Erickson Wesley W, Steck Daniel A
Oregon Center for Optical, Molecular, and Quantum Science and Department of Physics, 1274 University of Oregon, Eugene, Oregon 97403-1274, USA.
Phys Rev E. 2022 Nov;106(5-1):054142. doi: 10.1103/PhysRevE.106.054142.
Extreme events are by nature rare and difficult to predict, yet are often much more important than frequent, typical events. An interesting counterpoint to the prediction of such events is their retrodiction-given a process in an outlier state, how did the events leading up to this endpoint unfold?

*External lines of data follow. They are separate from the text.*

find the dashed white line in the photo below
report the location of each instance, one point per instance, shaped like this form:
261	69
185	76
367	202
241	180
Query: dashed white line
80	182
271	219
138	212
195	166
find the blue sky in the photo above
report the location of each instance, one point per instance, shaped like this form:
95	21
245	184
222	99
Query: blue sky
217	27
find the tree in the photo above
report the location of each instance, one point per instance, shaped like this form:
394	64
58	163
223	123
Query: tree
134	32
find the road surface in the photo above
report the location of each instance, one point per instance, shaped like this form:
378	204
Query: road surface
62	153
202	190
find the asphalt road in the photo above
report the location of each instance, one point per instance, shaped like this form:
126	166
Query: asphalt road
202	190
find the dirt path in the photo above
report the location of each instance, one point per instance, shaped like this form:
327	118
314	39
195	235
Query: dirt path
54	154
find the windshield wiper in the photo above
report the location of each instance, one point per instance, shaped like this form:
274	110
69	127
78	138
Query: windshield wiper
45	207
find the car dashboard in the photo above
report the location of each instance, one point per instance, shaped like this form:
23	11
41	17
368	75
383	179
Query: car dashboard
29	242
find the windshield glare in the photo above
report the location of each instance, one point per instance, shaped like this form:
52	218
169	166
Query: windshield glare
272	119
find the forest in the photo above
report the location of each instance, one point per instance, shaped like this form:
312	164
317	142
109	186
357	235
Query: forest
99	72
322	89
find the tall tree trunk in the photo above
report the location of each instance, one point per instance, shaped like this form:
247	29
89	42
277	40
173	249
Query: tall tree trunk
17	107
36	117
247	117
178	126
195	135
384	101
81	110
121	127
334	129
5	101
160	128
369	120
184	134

In particular, was there only a single, massive event, or was the history a composite of multiple, smaller but still significant events? To investigate this problem we take heavy-tailed stochastic processes (specifically, the symmetric, α-stable Lévy processes) as prototypical random walks. A natural and useful characteristic scale arises from the analysis of processes conditioned to arrive in a particular final state (Lévy bridges). For final displacements longer than this scale, the scenario of a single, long jump is most likely, even though it corresponds to a rare, extreme event. On the other hand, for small final displacements, histories involving extreme events tend to be suppressed. To further illustrate the utility of this analysis, we show how it provides an intuitive framework for understanding three problems related to boundary crossings of heavy-tailed processes. These examples illustrate how intuition fails to carry over from diffusive processes, even very close to the Gaussian limit. One example yields a computationally and conceptually useful representation of Lévy bridges that illustrates how conditioning impacts the extreme-event content of a random walk. The other examples involve the conditioned boundary-crossing problem and the ordinary first-escape problem; we discuss the observability of the latter example in experiments with laser-cooled atoms.
极端事件本质上是罕见且难以预测的,但往往比频繁发生的典型事件更为重要。对于此类事件预测的一个有趣的对比点是它们的回溯预测——给定一个处于异常状态的过程,导致这个终点的事件是如何展开的?特别是,是否只有一个大规模事件,还是其历史是多个较小但仍然重要的事件的组合?为了研究这个问题,我们将重尾随机过程(具体来说,对称的α稳定列维过程)作为典型的随机游走。通过对条件到达特定最终状态的过程(列维桥)的分析,出现了一个自然且有用的特征尺度。对于大于这个尺度的最终位移,单次长跳的情况最有可能,尽管它对应于一个罕见的极端事件。另一方面,对于小的最终位移,涉及极端事件的历史往往会被抑制。为了进一步说明这种分析的实用性,我们展示了它如何为理解与重尾过程的边界穿越相关的三个问题提供一个直观的框架。这些例子说明了即使非常接近高斯极限,直觉也无法从扩散过程中延续过来。一个例子给出了列维桥的一种在计算和概念上都有用的表示,说明了条件如何影响随机游走的极端事件内容。其他例子涉及条件边界穿越问题和普通的首次逃逸问题;我们讨论了后一个例子在激光冷却原子实验中的可观测性。